Il est en effet extrêmement difficile de faire des expériences de reconstruction. Nous avons observé des transferts sur certains critères, nous étions sûrs qu'ils s'étaient produits dans la nature et nous avons eu beaucoup de mal à les reproduire en laboratoire alors que nous nous mettions dans les conditions que nous estimions les plus favorables.

En fait c'est sous-estimer les très nombreuses occasions d'échange d'ADN dans la nature. Dans le tube digestif, il y a des milliards de bactéries qui peuvent être en état de compétence, c'est-à-dire d'incorporer de l'ADN, d'autres lyses le relarguant.

Il y a en fait beaucoup plus d'occasions dans la nature de transferts de gènes que ce que nous arrivons à reproduire en laboratoire. Il y a même des manipulations que nous sommes encore incapables de refaire.

Comme je l'ai dit, ces notions évoluent très rapidement et les échéances au laboratoire, surtout lorsqu'elles sont négatives, ne sont absolument pas informatives. Le fait de ne pas avoir réussi à le refaire ne prouve pas que cela n'existe pas, il faut se méfier de ce genre d'argument que j'ai lu dans un papier en France : "Comme on ne l'a pas démontré, cela n'existe pas !". C'est en effet tout à fait anti-scientifique.

Je crois qu'il y a moins de divergences à ce niveau et qu'apparemment le problème a l'air réglé, les personnes ont compris quand même que...

M. le Président - ... Sauf que les personnes que j'ai vues après vous à qui je donnais vos arguments, me disaient que vous aviez raison au niveau scientifique, mais que la probabilité la plus forte de transfert de gènes est la conjugaison entre des bactéries.

Il est évident - et vous l'avez dit dans votre exposé liminaire - que même s'il y a peu de gènes de résistance dans des bactéries pathogènes du tube digestif qui sont en faible nombre, c'est là qu'existe déjà la probabilité de transfert.

Ceci est malheureusement dû au fait que de nombreuses bactéries, y compris des bactéries non pathogènes existent déjà avec des gènes de résistances multiples dans le tube digestif. Ne parlons pas des staphylocoques dorés pour lesquels certains citaient ce matin le chiffre de 10 000 morts dues aux infections hospitalières nosocomiales en France du fait de bactéries qui ont la totalité des gènes de résistance.

Le contre-argument donné sur un problème sur lequel personnellement je me suis fait une religion en tout cas pour l'avenir, la vraie question est : quand ?

Bernard Kouchner l'a dit hier soir, là-dessus je ferai cette proposition, mais quand faut-il la faire ?

Un certain nombre de constructions existent aujourd'hui dans notre pays.
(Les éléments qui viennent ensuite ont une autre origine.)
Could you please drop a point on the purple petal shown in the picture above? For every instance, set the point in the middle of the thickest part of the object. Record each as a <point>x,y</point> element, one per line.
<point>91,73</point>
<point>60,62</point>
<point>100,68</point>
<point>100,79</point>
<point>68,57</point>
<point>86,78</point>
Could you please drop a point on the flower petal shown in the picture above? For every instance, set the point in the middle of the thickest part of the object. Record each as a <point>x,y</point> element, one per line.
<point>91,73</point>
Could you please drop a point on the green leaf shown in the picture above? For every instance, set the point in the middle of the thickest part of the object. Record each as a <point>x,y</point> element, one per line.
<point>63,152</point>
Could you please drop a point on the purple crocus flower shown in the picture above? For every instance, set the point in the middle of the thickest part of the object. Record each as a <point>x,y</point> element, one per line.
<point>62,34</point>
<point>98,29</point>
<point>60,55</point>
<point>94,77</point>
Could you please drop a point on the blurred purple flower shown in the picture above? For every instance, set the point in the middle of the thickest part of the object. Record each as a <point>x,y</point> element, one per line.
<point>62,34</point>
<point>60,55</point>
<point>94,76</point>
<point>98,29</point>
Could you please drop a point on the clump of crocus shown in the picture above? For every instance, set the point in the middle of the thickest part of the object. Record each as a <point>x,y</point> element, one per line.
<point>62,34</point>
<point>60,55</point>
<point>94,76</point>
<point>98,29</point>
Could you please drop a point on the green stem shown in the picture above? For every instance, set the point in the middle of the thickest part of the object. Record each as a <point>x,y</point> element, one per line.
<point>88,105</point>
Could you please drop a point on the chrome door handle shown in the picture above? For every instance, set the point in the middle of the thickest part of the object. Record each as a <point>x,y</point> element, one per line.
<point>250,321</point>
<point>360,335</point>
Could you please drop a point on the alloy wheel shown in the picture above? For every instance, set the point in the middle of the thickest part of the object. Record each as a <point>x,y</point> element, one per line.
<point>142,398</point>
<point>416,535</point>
D'après toutes les auditions effectuées, si la probabilité d'acquisition de la résistance aux antibiotiques est faible, elle existe déjà malheureusement aujourd'hui du fait non pas des plantes transgéniques, mais de la mauvaise gestion de ces produits.

Il n'est pas du tout impossible qu'il y ait effectivement un jour un certain nombre de problèmes supplémentaires en termes de résistance à des antibiotiques.
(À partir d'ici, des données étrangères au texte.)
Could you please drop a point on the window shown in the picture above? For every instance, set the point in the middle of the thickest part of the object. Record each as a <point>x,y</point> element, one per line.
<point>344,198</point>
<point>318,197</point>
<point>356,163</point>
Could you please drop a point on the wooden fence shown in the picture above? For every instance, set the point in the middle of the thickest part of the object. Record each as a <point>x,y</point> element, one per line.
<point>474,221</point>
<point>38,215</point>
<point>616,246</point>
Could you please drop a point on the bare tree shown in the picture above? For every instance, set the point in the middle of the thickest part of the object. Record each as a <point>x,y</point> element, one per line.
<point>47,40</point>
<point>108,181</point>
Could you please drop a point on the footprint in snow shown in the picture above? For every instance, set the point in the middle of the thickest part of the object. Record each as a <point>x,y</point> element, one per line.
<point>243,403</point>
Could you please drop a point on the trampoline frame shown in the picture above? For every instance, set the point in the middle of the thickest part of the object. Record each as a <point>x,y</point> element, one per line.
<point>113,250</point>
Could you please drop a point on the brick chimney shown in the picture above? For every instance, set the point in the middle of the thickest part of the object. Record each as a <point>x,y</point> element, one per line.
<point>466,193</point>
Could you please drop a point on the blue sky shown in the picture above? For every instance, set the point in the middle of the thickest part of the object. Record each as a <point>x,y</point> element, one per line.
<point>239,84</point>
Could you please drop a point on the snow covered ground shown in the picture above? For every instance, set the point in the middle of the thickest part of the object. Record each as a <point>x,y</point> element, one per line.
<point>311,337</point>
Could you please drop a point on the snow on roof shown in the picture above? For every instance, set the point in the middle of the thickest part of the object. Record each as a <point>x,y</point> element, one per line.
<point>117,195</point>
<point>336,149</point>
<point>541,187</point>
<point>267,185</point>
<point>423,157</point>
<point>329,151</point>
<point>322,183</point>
Nous sommes d'accord là-dessus, mais que répondez-vous à l'argument scientifique qui m'a été rapporté ?

M. Courvalin - Encore une fois je l'ai écrit et rappelé au début de mon exposé et j'ai confirmé ce qu'avait dit Philippe Gay.

Il est vrai que les mécanismes développés par les bactéries pour transférer les gènes de résistance sont extrêmement efficaces dans la nature, très opérationnels, notamment dans le tube digestif. Il faut bien comprendre que le tube digestif est un écosystème extrêmement favorable aux échanges génétiques.

M. le Président - Combien de bactéries y a-t-il dans un tube digestif ?

M. Courvalin - Comme plus de 90 % ne sont pas cultivables, c'est difficile à quantifier, mais il y a des milliards de bactéries dans le tube digestif. Cependant l'immense majorité des espèces ne sont pas connues parce que nous n'arrivons pas à les cultiver.

Nous sommes tous d'accord sur le fait que la résistance aux antibiotiques est un problème majeur à l'heure actuelle.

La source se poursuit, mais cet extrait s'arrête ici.